Legendary Pictures has optioned rights for the project from the original creators of the East-meets-West drama that starred David Carradine as Kwai Chang Caine, the Buddhist martial-arts master who flees China to wander the American frontier.
Legendary's distribution president, Scott Mednick, said the feature adaptation would take place mostly in China and focus on Caine's training as a Shaolin monk and the circumstances that lead him to the Old American West.
Series creator Ed Spielman and his writing partner on the show, Howard Friedlander, are finishing a movie screenplay that Legendary will then present to Warner Bros. Pictures in hopes of clinching a deal to make the film, Mednick said.
Legendary already has a five-year "first-look" development deal with Warner Bros., the Time Warner Inc. studio that will release the production company's latest offering, "Superman Returns" in July.
The studio's TV division produced the original "Kung Fu" TV series, which ran on ABC from 1972 to 1975.
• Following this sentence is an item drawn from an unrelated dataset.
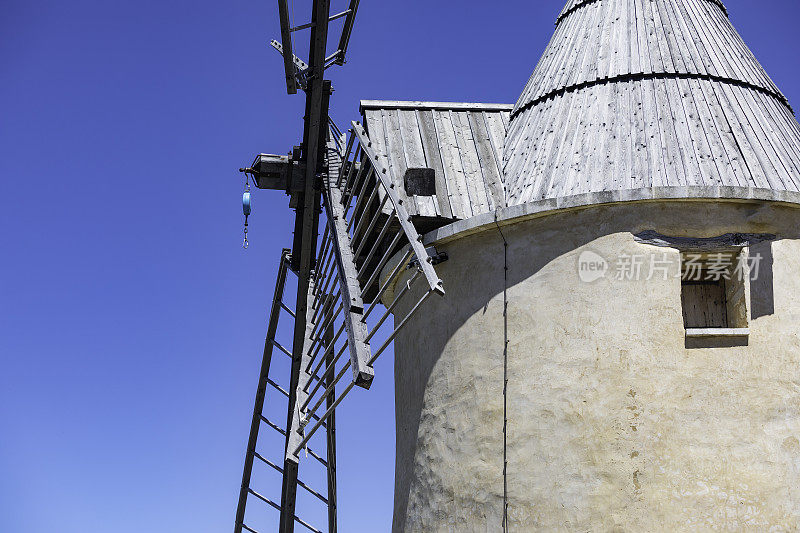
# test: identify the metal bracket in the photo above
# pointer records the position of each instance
(301, 67)
(435, 257)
In the show, Caine flees China after committing murder and ends up pursued across the 19th century American West by Chinese imperial agents and bounty hunters as he helps strangers and searches for a long-lost half brother.
The series included frequent flashbacks to Caine's boyhood as a Shaolin student, dubbed "grasshopper," and the lessons imparted to him by Master Po and Master Kan.
No decisions about a director or casting have been made, Mednick said, but he ruled out a return of Carradine, now 69, who starred on TV as the half-Chinese, half-American hero.